Er ist dabei, als der erste Porsche Gestalt annimmt. Linge fertigt die Pedalerie für den 356. Als der in Serie geht, erhält kein Kunde sein Auto, bevor Linge es nicht Probe gefahren hat. Der junge Schwabe hat nicht nur Grips und geschickte Hände, er ist auch ein begnadeter Autofahrer. Er war stolz auf den Titel Deutscher GT-Meister 1963. Wenn es nicht zur ganz großen Karriere gereicht hat, dann, weil er seine Autos mehr schont, als die Kollegen das tun. Weil er spürt, dass dies nicht seine Bestimmung ist: „Ich wusste, dass ich ordentlich Auto fahren kann, aber ich habe meine Aufgabe immer darin gesehen, dass ich der Versuchsmann bin.“
Er ist der Mann, der lieber anderen ein perfektes Auto hinstellt, als es selbst auszuquetschen. Bei seinem Freund Paul-Ernst Strähle fängt er als Beifahrer an. 1954 sucht Helmut Polensky, erster Rallye-Europameister der Sportgeschichte, einen Co-Piloten für den halsbrecherischen Marathon de la Route. Ein fünftägiges Straßenrennen ohne Pausen vom belgischen Lüttich bis ins bulgarische Sofia und zurück. Polensky lässt Linge die Verbindungsetappen fahren und kommt schnell zu dem Schluss: „Du wirst nicht lange Beifahrer bleiben.“
Noch schneller als Linges Fähigkeiten am Lenkrad spricht sich in der Szene sein detaillierter Streckenaufschrieb herum. Weltberühmt ist die Anekdote von Hans Herrmann, der 1954 bei der Mille Miglia auf dem Weg zum ersten großen Klassensieg eines Porsche entscheidend Zeit spart, weil er mit dem 550 Spyder unter einer geschlossenen Bahnschranke durchfährt. Kurz vor diesem Husarenstück drückt der spätere Le-Mans-Sieger seinem Beifahrer, Herbert Linge, den Kopf runter. Ein Jahr später dirigiert Denis Jenkinson Englands Grand-Prix-Monument Stirling Moss an gleicher Stelle zu einem überragenden Sieg, der bis heute als Juwel in der Sportgeschichte der Marke mit dem Stern strahlt – auch weil Moss einen Streckenrekord aufstellt. Jenkinson hat Linges Aufschrieb benutzt.
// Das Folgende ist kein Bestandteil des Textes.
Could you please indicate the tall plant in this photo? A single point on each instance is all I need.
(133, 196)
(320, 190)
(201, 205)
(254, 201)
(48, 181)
Es hätte vieles anders kommen können, wenn er den Sirenengesängen von der anderen Seite des Neckars nachgegeben hätte. Niemand beim Weltkonzern Mercedes kennt Herbert Linge, bis Alfred Neubauer, der große Dirigent der Silberpfeile bei der Panamericana, einen einsamen Schrauber am Straßenrand bedauert, der sich allein um die zwei Porsche des Fürsten Metternich und des Grafen Bergheim kümmert. Neubauer hat für zwei Werks-300SL einen Stab von 30 Mitarbeitern dabei, die allabendlich eine lokale Werkstatt okkupieren.
Neubauer befiehlt, dem tapferen Einzelkämpfer künftig zwei Stellplätze freizuräumen. Eines Nachts muss Linge einen Motor öffnen und die Ventile reinigen. Die Mercedes-Kohorte ist am Morgen schon weitergezogen. Allein ist der Wiedereinbau des Boxers nicht zu stemmen. Linge findet zwei willige Helfer: die Grand-Prix-Legenden Karl Kling und Hermann Lang.
Seine Bescheidenheit und Freundlichkeit öffnen Herzen und Türen und so darf Herbert Linge Dinge, die normalerweise ausgeschlossen sind: zum Beispiel für die Konkurrenz arbeiten. 1964 sucht Mercedes-Tausendsassa Eugen Böhringer einen Partner für das 6-Stunden-Rennen von Brands Hatch. Böhringer wuchtet den schweren 300SE zum Tourenwagen-Klassensieg – zusammen mit Herbert Linge.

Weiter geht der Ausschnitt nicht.